# Resurrecting dead links



## kquiggle (Aug 28, 2012)

In case you didn't know:

Ever find an interesting link here or elsewhere, only to find when you click on it that the page/site no longer exists? Don't give up hope, there are a number of ways to view web pages that have gone missing:

1. Google cache

Google stores cache copies of many web pages, You can access these pages by prefacing the link with http://webcache.googleusercontent.com/search?q=cache:

for example, to view the cache copy of 

http://example.com/

use

http://webcache.googleusercontent.com/search?q=cache:http://example.com/​2. Internet Archive: Wayback Machine

The Wayback Machine store multiple snapshots of web pages from 1996 to a few month ago. 

A quick and easy way to use these capabilities is to install the CacheIt! extension for the Firefox web browser (there may be similar extensions for other browsers, but I have not researched this).
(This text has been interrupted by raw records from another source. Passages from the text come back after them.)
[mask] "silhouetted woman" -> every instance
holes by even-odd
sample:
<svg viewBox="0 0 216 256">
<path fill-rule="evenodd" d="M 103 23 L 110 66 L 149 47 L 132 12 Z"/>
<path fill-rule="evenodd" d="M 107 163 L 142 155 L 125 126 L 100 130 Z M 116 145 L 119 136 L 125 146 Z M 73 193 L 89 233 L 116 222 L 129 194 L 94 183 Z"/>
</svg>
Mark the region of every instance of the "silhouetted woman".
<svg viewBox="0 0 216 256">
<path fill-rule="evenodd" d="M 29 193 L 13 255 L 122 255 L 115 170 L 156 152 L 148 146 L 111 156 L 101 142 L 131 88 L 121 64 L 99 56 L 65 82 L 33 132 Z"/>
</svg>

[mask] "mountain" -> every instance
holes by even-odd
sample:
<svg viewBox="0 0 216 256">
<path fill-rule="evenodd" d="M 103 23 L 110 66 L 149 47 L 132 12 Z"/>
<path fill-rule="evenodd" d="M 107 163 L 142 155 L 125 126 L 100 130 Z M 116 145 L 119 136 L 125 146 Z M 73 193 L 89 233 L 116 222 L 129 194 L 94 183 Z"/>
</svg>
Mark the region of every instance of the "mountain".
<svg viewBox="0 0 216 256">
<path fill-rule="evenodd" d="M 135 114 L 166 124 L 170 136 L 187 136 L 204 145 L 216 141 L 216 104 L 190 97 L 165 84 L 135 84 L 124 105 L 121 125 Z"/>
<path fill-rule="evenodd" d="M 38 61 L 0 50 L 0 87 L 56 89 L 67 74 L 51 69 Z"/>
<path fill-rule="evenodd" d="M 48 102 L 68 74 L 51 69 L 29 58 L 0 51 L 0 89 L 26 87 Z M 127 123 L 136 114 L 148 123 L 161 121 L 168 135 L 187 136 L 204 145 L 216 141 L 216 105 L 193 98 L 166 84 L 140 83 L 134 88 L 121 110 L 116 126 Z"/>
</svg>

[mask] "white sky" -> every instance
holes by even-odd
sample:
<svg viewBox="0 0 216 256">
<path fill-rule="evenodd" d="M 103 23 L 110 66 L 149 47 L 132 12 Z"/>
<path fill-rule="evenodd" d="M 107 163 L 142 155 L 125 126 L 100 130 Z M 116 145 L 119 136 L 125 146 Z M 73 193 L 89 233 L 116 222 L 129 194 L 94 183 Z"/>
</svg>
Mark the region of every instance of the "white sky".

There are other options available, but I have found the two above most useful.


----------



## vcutajar (Aug 28, 2012)

I like it.  There are so many new things to learn.

Vince


----------



## Lockstocknbarrel (Feb 11, 2013)

Hi Kquiggle
Thanks for the links, I enjoy this stuff.
Regards Beagles


----------



## GWRdriver (Feb 11, 2013)

This could be very useful.  Thanks.


----------



## Omnimill (Feb 12, 2013)

Very handy. Now if you can only get deleted photo's back ...


----------